Strong in my beliefs, the organization's lack of promoting their own history does a serious disservice to the legends of this franchise. Bob Johnson is the only player to have his number retired. While we understand the reasoning for NFL jerseys not being retired -- due to NFL rules on player positions creating a shortage of numbers that can be retired -- a number like 78 shouldn't ever be worn again. Maybe it won't. It hasn't since Munoz left for Tampa Bay. And what's the harm with retiring No. 14 or No. 7? Sure, Andy Dalton would have to find another, but these players are just a handful of the legends that this franchise produced, many of whom have supporting arguments for Hall of Fame consideration. Lemar Parrish's No. 20 and Ken Riley's No. 13.
With complete honesty, retiring jersey's isn't that big of a deal in the end. And it might raise a certain number higher in terms of lore. Like Clint Boling carrying on the tradition of good guards wearing No. 65, good players carrying on the number of other good players enriches those numbers. What if Dalton becomes one of the franchise's great quarterbacks? Now suddenly No. 14 is rich in deep tradition.
What we constantly fail to understand with this franchise is why there isn't a team Hall of Fame or, at the very least, a Ring of Honor. Teams like the Arizona Cardinals, the Dallas Cowboys, the Minnesota Vikings, the Miami Dolphins, the New York Giants, the Tampa Bay Buccaneers, the Denver Broncos, the Chicago Bears and the Baltimore Ravens are just a few organizations that promote a Ring of Honor. Even the Cleveland Browns recently announced a Ring of Honor. Browns President Mike Holmgren announced:
"Our heritage and alumni are vital parts of our organization," said Browns President Mike Holmgren. "The Cleveland Browns franchise has such a tremendous history and tradition that we felt it was extremely important to visibly honor the greats who have laid the groundwork for everyone associated with the Cleveland Browns. The creation of the Ring of Honor and the reinstitution of the Legends Program are just the start of how we plan to pay tribute to our history. When our fans now enter Cleveland Browns Stadium they will constantly be reminded of the great players and most memorable moments in our club’s past. The contributions of these 16 men will always be remembered."

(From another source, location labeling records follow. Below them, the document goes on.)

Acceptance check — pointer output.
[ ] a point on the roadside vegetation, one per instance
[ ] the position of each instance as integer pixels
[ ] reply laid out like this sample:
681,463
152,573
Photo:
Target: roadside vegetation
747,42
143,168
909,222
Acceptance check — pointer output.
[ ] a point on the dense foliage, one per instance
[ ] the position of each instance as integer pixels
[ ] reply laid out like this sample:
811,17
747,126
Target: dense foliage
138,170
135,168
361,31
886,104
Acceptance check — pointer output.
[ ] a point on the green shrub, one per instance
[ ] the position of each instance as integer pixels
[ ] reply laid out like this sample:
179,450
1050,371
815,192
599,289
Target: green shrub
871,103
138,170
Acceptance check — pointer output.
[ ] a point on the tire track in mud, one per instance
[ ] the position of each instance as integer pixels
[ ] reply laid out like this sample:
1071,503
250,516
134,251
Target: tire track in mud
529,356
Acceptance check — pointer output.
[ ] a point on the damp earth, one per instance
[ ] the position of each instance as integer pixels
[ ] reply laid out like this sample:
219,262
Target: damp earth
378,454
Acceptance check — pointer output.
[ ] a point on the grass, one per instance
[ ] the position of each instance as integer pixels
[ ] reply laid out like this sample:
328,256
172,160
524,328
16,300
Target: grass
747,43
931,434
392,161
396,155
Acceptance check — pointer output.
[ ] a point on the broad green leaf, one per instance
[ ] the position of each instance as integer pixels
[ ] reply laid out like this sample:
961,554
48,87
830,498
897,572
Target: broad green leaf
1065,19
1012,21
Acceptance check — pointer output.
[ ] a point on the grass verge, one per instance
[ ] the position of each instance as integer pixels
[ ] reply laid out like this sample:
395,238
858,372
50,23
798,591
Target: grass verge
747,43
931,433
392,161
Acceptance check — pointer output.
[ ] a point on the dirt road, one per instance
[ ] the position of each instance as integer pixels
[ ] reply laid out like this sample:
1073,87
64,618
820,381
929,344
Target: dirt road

Much like their Age of Helplessim, the Age of the Forgotten or The Lost Decade (whatever you want to call the period between Sam Wyche and Marvin Lewis), the team equally dissolves simple acknowledgement with players that played at Riverfront Stadium, Nippert Stadium and soon to add into the argument, Paul Brown Stadium.
It's good that the Bengals.com website is doing its part honoring great Bengals players throughout the franchise's history. If the team isn't going to do it, then at least the Mothership will handle things in their own way. During the inaugural fan vote, the Bengals.com Hall of Fame inducted Paul Brown (also in the Browns Ring of Honor), Anthony Munoz, Ken Anderson, Isaac Curtis and Boomer Esiason. It's hard to dispute those players because a) they were great and b) fans like us voted for them.
The ten finalists of the Bengals.com Hall of Fame vote will take place later this month.